Analysis Matrix

Design patterns can help analysts identify and organize variations successfully. After the problem domain has been organised around variation, it becomes easier to see how design patterns can be used to create a high-level design of the application. The analysis matrix helps to understand the problem domain, and then implement it. It is a simple analysis tool that is a useful starting point for capturing variability in concepts and thinking about the problem domain.

  1. Identify the most important features in a particular scenario and organise them in a matrix. Label each feature with the concept that the feature represents.
  2. Proceed through other scenarios, expanding the matrix as necessary. Handle each scenario independently of the others.
  3. Expand the analysis matrix with new concepts.
  4. Use the rows to identify rules.
  5. Use the columns to identify specific situations.
  6. Identify design patterns from this analysis.
  7. Develop a high-level design.

Separate the requirements into possible scenarios.

The far left column of an analysis matrix is the essential concept that represents a feature/function within the software. Each row of the matrix represents specific, concrete implementations of the generalised concept described in the row. Each column in the matrix represents the specific implementations for a given case.

In general, any pattern that uses polymorphism could be present in an Analysis Matrix, e.g. Strategy, Bridge, Decorator, Template, Observer, Composite, Command, Proxy, Visitor.

The Analysis Matrix is focused on variations in concepts. It is used at the conceptual level of design and analysis.
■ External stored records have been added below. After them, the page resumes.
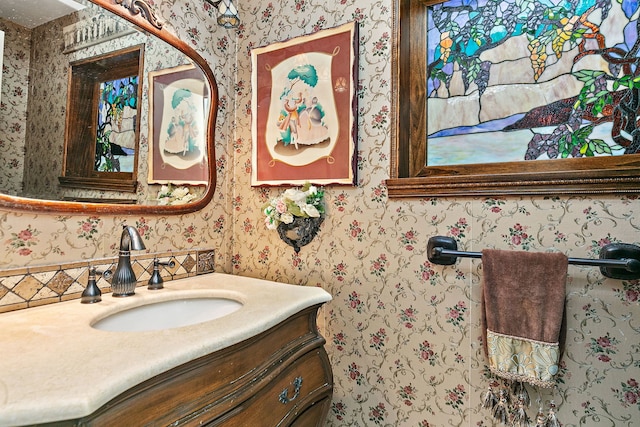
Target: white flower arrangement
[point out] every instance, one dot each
(169, 195)
(307, 202)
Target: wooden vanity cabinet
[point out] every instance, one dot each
(281, 377)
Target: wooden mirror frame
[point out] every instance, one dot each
(410, 177)
(139, 13)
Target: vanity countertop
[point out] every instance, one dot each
(54, 366)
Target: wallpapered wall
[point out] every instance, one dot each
(403, 335)
(44, 65)
(15, 67)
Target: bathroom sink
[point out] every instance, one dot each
(167, 314)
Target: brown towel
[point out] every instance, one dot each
(523, 308)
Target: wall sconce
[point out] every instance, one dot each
(227, 13)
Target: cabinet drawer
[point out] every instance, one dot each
(307, 382)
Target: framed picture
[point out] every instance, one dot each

Analysis Matrix is a good way to discover variations. We are motivated by information overload, where we don’t know how to organise and group requirements.
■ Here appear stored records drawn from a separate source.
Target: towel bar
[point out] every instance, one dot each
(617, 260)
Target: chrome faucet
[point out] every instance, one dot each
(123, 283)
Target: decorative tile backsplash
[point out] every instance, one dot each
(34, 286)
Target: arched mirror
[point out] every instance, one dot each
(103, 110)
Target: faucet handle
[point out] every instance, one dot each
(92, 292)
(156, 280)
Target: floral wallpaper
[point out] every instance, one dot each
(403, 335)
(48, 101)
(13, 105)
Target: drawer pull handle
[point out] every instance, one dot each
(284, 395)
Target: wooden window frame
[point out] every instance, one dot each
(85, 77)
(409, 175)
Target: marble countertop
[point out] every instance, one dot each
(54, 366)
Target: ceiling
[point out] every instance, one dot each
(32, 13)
We look for places where the OCP applies — where do we want to be open for extension?

The AM is a two-dimensional grid, and we can have mini-matrices within the matrix to drill down into features.

Rows represent concepts, e.g. calculate shipping, whereas columns represent cases, e.g. USA customer, Canada customer. The intersection of a row and a column is usually a concrete class/object of some description. Row gives us the interface for this object. Row is quite often a Strategy pattern.